La perorata de aquella figura casi metálica, robot plegado sobre el asiento de eskai del departamento, se sucedía sin tregua, y me causaba somnolencia. Al recordarla ahora, me doy cuenta de que faltan trozos, pero la incoherencia del discurso puede que no sea responsabilidad de Demetrius Wirth, sino de mi atención discontinua.
Hasta los seis años de edad sólo tuve un desengaño serio. Fuera de él, mi infancia fue tan feliz que acabé por olvidarla, aunque su poso quedó almacenado, y cuando se desprende por esos movimientos emotivos de la memoria suaviza algunas contrariedades de mi vida adulta. Ignoro si la herida que produjo en mí el desengaño fue profunda y duradera. Lo cierto es que es el único acontecimiento que conservo grabado en la memoria de niño. Todo lo demás son vaguedades, sensaciones, olores, sueños, pesadillas. El desengaño tenía que ver con la confianza absoluta que se tiene en los progenitores y con el deseo de demostrarles el valor y el ingenio que ha aprendido de ellos. Pero lo tomaron como una temeridad transgresora y la reprimenda que me llevé me sumió en la perplejidad y la desolación.
Entre los seis y los nueve años, mis recuerdos son un tablero de ajedrez visto por un surrealista miope, una sucesión cuadriculada de claroscuros deformes cuyas líneas divisorias están borrosas. Los celos de una prima, a quien favorecían, menoscabándome a mí, que hasta entonces había sido el único y privilegiado vástago de la familia. La bofetada que me propinó una tía mía porque intenté convencer a mi abuelo que se sentara en una silla en cuyo asiento yo sostenía un clavo en punta, algo que a mí me debió parecer una broma formidable. La angustia que me produjo la gruesa enciclopedia que me dieron al iniciar mi primer curso escolar, al temer que debería aprender de memoria toda aquella suma de sabiduría inaccesible, incluidas las sugestivas ilustraciones. Luego, en otro colegio cuyas aulas se encontraban en un sótano, la protectora y benéfica presencia en aquella mazmorra de la señorita Elena, una mujer morena alta, desgarbada, y de buenos sentimientos, tan distinta de la señorita Gretel, rubia, menuda y atildada, una preciosa hija de extranjeros que despertaba la libido de todos los varones, desde los curas de la orden que dirigía el colegio hasta, sorprendentemente, los de sus propios alumnos, niños de cinco o seis años a quienes enseñaba a leer.

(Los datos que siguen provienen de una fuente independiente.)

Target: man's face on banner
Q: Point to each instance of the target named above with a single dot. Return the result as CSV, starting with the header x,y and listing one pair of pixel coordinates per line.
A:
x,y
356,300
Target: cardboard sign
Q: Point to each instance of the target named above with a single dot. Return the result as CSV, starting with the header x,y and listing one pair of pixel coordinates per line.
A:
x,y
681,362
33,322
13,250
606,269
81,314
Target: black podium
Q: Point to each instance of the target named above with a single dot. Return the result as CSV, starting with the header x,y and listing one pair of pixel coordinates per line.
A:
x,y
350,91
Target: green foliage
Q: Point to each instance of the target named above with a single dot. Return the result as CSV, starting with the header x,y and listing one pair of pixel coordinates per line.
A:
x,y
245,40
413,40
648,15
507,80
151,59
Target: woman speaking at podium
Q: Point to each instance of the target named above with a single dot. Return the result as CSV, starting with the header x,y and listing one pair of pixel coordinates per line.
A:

Y por último, la maldición de la Matrícula de Honor. Para pasar de primaria al Bachillerato Elemental había que realizar un examen. Y yo lo superé con un éxito inesperado. No recuerdo que la hazaña se me subiera a la cabeza, ni que llegara a considerarme superior al resto de los niños de mi clase. Pero a mis progenitores, el logro les debió parecer precisamente eso, y empezaron a meterme la idea en la cabeza de que, estando yo más capacitado que el resto, debería responder a esas excelsas expectativas.

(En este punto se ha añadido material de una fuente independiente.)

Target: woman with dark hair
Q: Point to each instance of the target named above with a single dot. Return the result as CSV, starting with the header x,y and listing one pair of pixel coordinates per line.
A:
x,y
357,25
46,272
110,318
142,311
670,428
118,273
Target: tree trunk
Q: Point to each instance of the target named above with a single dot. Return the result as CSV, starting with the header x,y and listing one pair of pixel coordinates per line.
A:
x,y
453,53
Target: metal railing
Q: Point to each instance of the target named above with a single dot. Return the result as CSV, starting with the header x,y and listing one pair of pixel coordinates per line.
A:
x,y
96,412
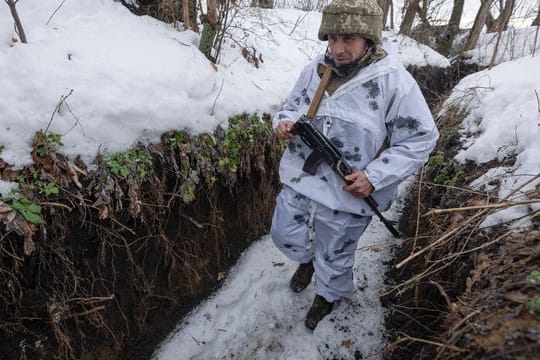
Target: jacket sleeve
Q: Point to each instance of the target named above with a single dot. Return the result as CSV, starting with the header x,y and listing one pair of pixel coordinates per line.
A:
x,y
291,108
411,130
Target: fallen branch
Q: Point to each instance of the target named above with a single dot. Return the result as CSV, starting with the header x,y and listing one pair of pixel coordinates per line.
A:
x,y
441,239
479,207
406,337
18,25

Aquí empezó mi calvario escolar del que no me libraría hasta matricularme en la Universidad, años después. En ella encontraría otro calvario diferente. Pero también un calvario.
Me llamo Demetrius Wirth, pero quizá sea un alias.
No sé quién soy, ni dónde está mi casa. Fuera de mí existo. Ciega sombra. A tientas. Rodeándome a mí mismo, palpándome la piel en busca de rendijas. Aterrado. Consciente, Desahuciado. Prisionero de la eternidad. Casi rendido al triunfo anonadante de los días marcados en algún calendario de hojas negras, pegadas unas a otras con engrudo, que nunca se suceden, que no pasan, que cuelgan como un bloque de cemento de la pared del tiempo, en un rincón del mundo donde se lee mi nombre grabado con buril en el silencio.
Estoy fuera de todo. Soy una envoltura impenetrable. Soy la sombra que me engaña haciéndose pasar por oxígeno vital. Ciega sombra al acecho, que expulso con el aliento, que envío todo lo lejos que puedo sin saber quién es, quizá yo mismo u otro que continuará ahí hasta que muera o se disipe.
¡Vuelve al lugar del que escapaste! ¡Monstruo!
Mas… No.
Disculpa, Sombra. Espera. No te amohínes. Regresa. Si me abandonas tú, sucumbiría a la Nada.